Jordan kept nodding, asking few questions as I recounted the horrible details of being fired. Somehow in between we managed to order another round of drinks, but we haven’t opened our menus yet. Despite this being my “treat” meal of the week, I’m not very hungry.

“Have you talked to Kate yet?” Jordan asks.

“No. I thought I would see her here tonight.”

“And she’s not here,” says Jordan, stating the obvious.

“Nope.”

“That’s kinda shitty.” Jordan shakes her head disapprovingly. I know she’s not the biggest fan of Kate, but I also know that if pressed she’d diplomatically say, “I don’t dislike her.”

I shrug. “She’s sick. I’ll call her tomorrow.”

Jordan harrumphs. “So how did Neil react to the news?”

“I didn’t tell him.”

“You didn’t tell him?” She’s looking at me obviously confused.

“Well, he didn’t really give me the chance during his breakup speech.” I shrug helplessly and then tap my glass. “This is my second drink, so here goes.”

I recount last night’s events, from Neil’s total obliviousness to my I’ve-been-fired boxes to his rapid-fire confession and even hastier escape out the door.

“But what makes his betrayal even worse is that he’s in love with—” The tears are pricking at my eyes again, so I look up at the ceiling and say, “Stacey.
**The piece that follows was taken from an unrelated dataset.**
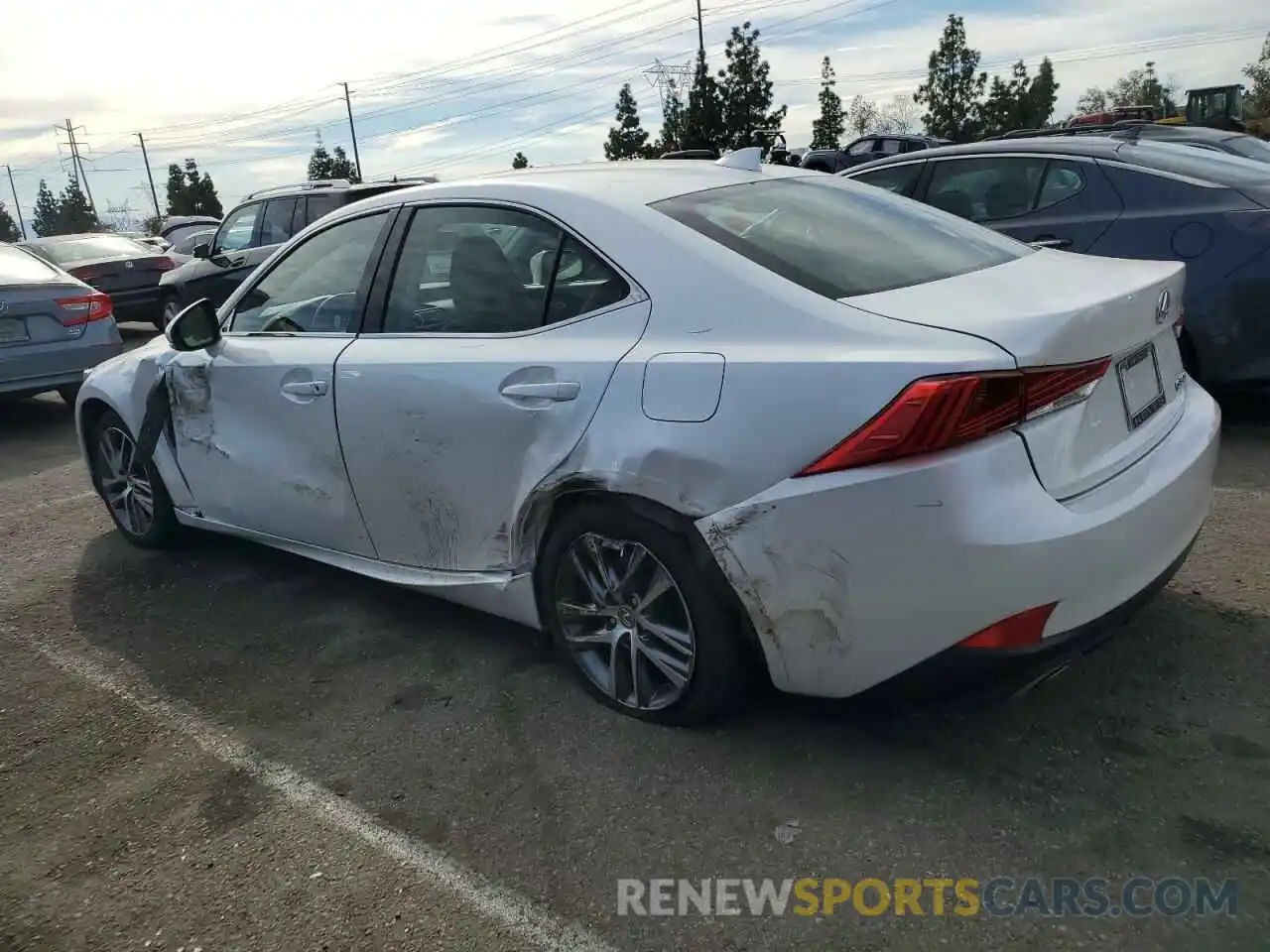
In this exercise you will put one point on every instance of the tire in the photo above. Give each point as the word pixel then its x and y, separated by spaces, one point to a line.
pixel 162 530
pixel 717 669
pixel 167 313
He’s in love with Stacey.”

“Stacey? Maid of honor, Stacey?”

“Yes,” I squeak.

I tear my eyes from the ceiling to see Jordan’s reaction. She looks frozen with her back ramrod straight, eyes wide in shock, and right hand gripping her glass.

Her posture melts as she takes a few seconds to process my news; then she releases her death grip on her glass, reaches for my hand again, and says, “Oh, honey. We’re going to need another round.”

 

 

Sitting at my kitchen table Sunday morning, I drink coffee to soothe my dull headache while clicking through job listing websites. Nothing jumps out at me, but I try not to let it worry me too much since I’ve only just started my search.

What is worrying me is that I can’t shake the look of Jordan’s horrified face out of my mind. Last night, I’d been hoping for a sign from her that everything would be okay, but I didn’t get one. While she said things like, You’re better off without Neil and You’re worth twenty Staceys and You’ll get a better job, at times her facial expression failed to match her soothing words, which means I’m more of a mess than I thought. I even turned down a last round of drinks with the excuse that I didn’t want to wake up hungover because I needed to finish my resume and start my job hunt in earnest. I know I’m in denial, but for now I just want to focus on moving forward and not “feeling” my feelings—and I was afraid that too many drinks might force me to do just that.